Etiology of 26 Cases with Progressive Bilateral Sensorineural Hearing Loss

Abstract

Objective: To reveal the causes of rapidly progressive bilateral sensorineural hearing loss (SNHL), too fast to be age-related degeneration, and too slow to be sudden sensorineural hearing loss. Method: We retrospectively evaluated 26 patients with bilateral progressive HL who visited our hospital from 2007 to 2011. We excluded the patients with bilateral Ménière’ss disease and acute low-tone SNHL from our study.
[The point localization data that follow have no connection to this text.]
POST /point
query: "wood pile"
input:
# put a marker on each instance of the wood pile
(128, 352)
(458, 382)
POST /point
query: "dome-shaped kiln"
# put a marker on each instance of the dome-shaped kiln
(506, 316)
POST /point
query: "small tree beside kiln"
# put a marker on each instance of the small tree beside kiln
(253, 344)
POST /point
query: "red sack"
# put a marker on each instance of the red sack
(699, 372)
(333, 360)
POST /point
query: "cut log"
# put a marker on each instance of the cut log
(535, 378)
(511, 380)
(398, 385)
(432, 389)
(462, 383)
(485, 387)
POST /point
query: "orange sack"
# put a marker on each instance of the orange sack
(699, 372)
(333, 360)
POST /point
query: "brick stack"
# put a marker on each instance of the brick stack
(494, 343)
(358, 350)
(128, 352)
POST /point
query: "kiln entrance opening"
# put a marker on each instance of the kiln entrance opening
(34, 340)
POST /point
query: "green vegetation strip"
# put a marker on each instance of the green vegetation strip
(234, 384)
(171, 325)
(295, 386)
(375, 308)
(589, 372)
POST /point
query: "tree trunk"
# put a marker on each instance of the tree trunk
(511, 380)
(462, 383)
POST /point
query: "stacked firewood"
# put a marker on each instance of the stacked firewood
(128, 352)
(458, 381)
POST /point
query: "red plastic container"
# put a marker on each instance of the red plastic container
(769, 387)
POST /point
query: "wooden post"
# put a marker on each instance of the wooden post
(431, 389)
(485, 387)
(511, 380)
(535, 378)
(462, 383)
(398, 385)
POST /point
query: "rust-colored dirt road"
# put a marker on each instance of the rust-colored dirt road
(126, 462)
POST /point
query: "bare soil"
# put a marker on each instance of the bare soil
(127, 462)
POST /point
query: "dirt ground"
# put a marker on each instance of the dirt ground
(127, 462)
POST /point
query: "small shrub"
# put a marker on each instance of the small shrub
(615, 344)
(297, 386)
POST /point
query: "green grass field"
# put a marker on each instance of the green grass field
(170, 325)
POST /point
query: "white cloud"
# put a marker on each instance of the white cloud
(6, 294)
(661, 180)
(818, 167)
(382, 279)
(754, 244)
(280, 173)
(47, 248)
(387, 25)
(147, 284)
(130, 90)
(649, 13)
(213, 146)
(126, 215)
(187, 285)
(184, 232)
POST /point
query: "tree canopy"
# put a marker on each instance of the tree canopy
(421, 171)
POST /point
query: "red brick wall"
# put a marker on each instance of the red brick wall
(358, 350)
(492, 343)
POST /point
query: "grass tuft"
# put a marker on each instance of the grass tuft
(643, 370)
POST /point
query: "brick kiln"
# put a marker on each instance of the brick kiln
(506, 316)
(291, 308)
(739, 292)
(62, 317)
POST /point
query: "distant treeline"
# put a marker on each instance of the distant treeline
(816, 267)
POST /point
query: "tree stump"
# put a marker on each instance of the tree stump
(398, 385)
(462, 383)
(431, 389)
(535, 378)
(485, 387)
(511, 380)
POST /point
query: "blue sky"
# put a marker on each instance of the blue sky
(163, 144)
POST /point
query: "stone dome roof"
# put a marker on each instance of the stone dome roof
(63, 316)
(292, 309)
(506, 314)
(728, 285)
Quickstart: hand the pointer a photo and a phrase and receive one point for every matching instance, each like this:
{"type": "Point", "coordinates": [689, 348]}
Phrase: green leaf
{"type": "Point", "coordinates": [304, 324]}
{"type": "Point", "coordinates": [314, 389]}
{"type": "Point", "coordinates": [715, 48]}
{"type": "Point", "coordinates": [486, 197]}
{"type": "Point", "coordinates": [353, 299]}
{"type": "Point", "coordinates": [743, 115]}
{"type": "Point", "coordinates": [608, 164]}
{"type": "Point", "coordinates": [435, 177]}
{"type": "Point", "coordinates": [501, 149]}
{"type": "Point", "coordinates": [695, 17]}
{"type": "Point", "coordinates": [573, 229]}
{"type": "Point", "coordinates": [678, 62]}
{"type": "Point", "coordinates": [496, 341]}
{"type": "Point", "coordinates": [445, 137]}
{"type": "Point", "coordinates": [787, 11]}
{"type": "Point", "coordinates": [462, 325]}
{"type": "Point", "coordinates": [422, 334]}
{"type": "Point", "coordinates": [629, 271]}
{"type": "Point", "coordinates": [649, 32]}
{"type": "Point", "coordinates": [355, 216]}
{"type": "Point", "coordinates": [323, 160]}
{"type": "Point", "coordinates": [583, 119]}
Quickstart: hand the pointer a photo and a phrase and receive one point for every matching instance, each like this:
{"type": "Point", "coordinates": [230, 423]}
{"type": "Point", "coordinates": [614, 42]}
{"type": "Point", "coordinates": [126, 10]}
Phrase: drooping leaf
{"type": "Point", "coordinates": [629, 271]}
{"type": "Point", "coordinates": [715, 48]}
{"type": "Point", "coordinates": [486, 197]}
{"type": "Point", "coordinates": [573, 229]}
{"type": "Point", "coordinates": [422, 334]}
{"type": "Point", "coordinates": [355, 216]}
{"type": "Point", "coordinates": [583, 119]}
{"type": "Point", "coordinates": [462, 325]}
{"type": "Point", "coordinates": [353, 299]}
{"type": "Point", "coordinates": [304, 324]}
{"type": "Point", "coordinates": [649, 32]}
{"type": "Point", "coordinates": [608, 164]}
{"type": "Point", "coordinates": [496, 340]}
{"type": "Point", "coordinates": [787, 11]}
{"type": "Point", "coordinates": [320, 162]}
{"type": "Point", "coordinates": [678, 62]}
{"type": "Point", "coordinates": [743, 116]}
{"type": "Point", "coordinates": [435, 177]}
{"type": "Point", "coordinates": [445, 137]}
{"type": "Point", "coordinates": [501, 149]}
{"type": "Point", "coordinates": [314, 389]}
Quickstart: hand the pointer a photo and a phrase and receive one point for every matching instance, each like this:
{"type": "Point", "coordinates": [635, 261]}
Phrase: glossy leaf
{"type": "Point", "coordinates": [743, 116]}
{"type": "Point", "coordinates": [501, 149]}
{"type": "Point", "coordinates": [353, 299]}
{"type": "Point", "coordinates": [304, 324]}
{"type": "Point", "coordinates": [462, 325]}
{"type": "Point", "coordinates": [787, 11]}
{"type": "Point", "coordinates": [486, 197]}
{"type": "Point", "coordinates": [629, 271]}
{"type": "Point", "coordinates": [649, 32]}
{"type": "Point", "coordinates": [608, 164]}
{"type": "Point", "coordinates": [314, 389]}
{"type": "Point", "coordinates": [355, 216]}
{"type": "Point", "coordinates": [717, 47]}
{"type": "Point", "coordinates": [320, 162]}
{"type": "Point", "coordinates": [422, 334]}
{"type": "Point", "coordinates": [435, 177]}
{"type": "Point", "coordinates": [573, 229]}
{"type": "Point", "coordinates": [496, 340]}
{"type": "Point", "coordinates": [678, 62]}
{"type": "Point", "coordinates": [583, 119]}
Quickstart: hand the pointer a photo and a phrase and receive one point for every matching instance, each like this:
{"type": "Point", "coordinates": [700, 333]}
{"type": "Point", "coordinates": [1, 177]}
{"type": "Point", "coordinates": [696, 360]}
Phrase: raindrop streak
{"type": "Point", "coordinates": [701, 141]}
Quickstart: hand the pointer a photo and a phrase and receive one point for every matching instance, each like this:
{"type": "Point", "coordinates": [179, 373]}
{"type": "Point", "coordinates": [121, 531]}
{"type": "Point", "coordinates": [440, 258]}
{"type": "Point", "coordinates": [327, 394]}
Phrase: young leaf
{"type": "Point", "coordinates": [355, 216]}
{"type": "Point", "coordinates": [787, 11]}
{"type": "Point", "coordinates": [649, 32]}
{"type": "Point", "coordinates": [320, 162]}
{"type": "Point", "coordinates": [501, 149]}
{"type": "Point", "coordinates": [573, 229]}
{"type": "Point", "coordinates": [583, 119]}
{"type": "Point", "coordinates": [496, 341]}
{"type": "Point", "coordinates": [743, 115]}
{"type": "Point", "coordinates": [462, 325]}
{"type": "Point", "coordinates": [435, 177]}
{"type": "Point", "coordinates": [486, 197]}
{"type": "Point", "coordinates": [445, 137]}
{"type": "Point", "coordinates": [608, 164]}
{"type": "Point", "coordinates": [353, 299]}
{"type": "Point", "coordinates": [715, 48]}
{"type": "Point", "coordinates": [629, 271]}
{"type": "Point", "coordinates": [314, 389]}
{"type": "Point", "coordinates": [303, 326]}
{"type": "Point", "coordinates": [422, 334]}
Results: We diagnosed 5 cases with immune-mediated inner ear disease (IMIED) such as vasculitis, 5 with functional HL, 4 with intracranial diseases including nonbacterial meningitis, lymphoma, and siderosis, and 1 with drug-induced HL. We could not identify causes in the remaining 11 cases. HL was one of the first symptoms in 10 of 11 cases with IMIED and intracranial diseases. Treatments including steroid administration achieved significant hearing recovery in 4 cases, including 3 with IMIED and 1 with lymphoma. Conclusion: We revealed that the bilateral progressive HL was often the first symptom of systemic or intracranial diseases. Screening for systemic and intracranial diseases is, thus, important for adequate treatment at early stage of disease.